I looked at him. He looked weary, and still a little tear-stained. My heart squeezed inside my chest with love and grief, and my eyes filled again.

“Tim?”

“Oh Hansie, I'm so sorry. Sorry about everything. I've messed up, Hansie. I'm starting to realise just how much. Phil, you, you all got caught up in what was my problem, not yours...”

Nee! No! My little – well, I suppose I must not call him so. Phil was wrong, wrong in what he said to you, and how he said it. Let no-one say other, or he will have me to answer to. But still, my liefie, we have perhaps not thought enough about him, about what he needed. Nick said as much to me.”

“I know, Simon has just finished pointing out the same to me in words of one syllable, suited to the very dim. We've taken him for granted. I've taken him for granted. I suppose I always thought – well, he's always so cheerful, and he has Piet, his career, everything anyone could want. Everything I would have wanted. I never stopped to think that perhaps he had things he wanted and couldn't have either.” I sighed. “I suppose it's a bit late to be thinking of that now. Hindsight's always 20:20, isn't it?”

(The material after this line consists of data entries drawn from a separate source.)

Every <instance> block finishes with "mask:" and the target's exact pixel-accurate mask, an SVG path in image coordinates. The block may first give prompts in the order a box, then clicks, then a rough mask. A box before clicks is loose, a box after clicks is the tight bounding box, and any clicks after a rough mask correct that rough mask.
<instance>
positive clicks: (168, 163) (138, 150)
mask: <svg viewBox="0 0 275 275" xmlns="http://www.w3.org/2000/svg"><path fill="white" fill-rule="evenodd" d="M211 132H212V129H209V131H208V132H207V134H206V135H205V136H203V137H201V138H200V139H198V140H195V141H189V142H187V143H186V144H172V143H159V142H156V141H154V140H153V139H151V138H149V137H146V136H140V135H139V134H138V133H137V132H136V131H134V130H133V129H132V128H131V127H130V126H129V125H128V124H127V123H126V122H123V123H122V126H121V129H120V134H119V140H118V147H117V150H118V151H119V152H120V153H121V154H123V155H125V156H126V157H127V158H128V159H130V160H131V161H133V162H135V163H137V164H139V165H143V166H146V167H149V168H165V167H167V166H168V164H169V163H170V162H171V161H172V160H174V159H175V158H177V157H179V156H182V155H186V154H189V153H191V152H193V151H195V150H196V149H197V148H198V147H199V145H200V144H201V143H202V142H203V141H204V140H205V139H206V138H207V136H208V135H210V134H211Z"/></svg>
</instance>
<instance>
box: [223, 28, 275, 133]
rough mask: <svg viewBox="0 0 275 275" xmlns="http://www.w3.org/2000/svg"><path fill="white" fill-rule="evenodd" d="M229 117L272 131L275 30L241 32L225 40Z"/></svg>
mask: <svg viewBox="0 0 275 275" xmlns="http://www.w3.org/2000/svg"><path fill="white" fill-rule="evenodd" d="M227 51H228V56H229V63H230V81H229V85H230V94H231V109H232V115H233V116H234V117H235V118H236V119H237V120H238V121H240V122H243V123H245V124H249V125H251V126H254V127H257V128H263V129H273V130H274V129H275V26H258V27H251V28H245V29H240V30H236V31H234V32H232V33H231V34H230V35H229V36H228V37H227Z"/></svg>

“I will not believe that there is nothing we can do,” he said stubbornly.

“Well what? He made it pretty clear he never wants to see me again. But Hansie, there's no reason why you shouldn't go. He likes you.”

“No. I will not go where you are not welcome.”

“That's silly. Everyone has friends who don't like each other. And there's Piet.”

“No, I said.” Mutinously. “Speak no more of it.”

“But Hansie, you can't let my mistake...”

“I said, no more!” He pulled me to him, and smacked me hard, three times, on the backside.

And I burst into tears.

I'm still not wholly sure why, but that was the end of that spanking. And all others, for the moment. Right now I think we're too raw and tender to be spanked. Not tender where we sit. Tender in our souls.